Evidence gathered by satellites in Earth orbit shows that cities can alter the rainfall patterns around themselves. Rainfall and urban heat islands. Surfaces like asphalt, concrete and roofing shingles heat up more than treetops, grassy fields or soil. That’s why cities are some 5 to 10 degrees Fahrenheit warmer than the surrounding countryside.
And if you’re downwind of a very large city like Dallas or Los Angeles, you might be in a place that’s rainer than normal, too. Marshall Shepherd is a meteorologist at the Goddard Space Flight Center in Greenbelt, Maryland. He and his colleagues analyzed data from the Tropical Rainfall Measuring Mission — a satellite equipped with radar that measures rain. They looked at rainfall rates — how hard it’s raining over a given time — over several large U.S. cities.
Marshall Shepherd: What we found is that on average in the downwind region — anywhere from 30 to 60 kilometers downwind of the major cities in the study — the rainfall rates were on average 28 percent larger than the rainfall rates in a defined upwind region . . .
Shepherd says the reason is that hot air rising from urban surfaces helps form rain clouds. As these clouds are carried downwind, more rain falls.
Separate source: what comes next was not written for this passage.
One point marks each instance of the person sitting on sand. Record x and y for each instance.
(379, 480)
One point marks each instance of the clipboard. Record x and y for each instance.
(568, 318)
More difficult to determine is whether cities have a broader effect on worldwide weather and climate — like the broad effect caused by an El Nino or deforestation of the Amazon.
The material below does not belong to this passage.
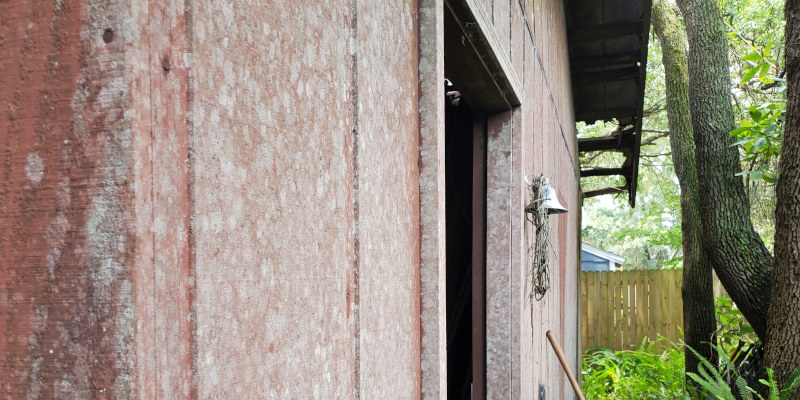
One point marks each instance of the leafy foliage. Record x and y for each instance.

What might be done to keep cities cooler? According to Marshall Shepherd, “There are proposals to design cities with more reflective surfaces, or surfaces that don’t absorb as much of the sun’s energy, more whites, or reflective type or mirrored surfaces. There are efforts to plant more green trees and plants in cities. These are certainly things that can be done and have shown some promise at mitigating the urban ‘heat island.'”
In addition to studying U.S. cities, these researchers are also using satellite data to analyze the effect cities in other countries may have on rainfall patterns around them. In general, they are paying special attention to mega-cities like Los Angeles, Dallas and Rio De Janeiro.
Shepherd noted that increased rainfall rates downwind of cities might have limited local benefits. For instance cropland might be helped by increased rainfall. But there are also local dangers. Larger, hotter cities clearly could lead to a rise in urban heat-related deaths.
And there also might be dramatic impacts on the global water cycle that are not understood. In general, scientists and urban planners agree it may be best to try to curtail urban heating, rather than let it continue unchecked and wait to see what happens later.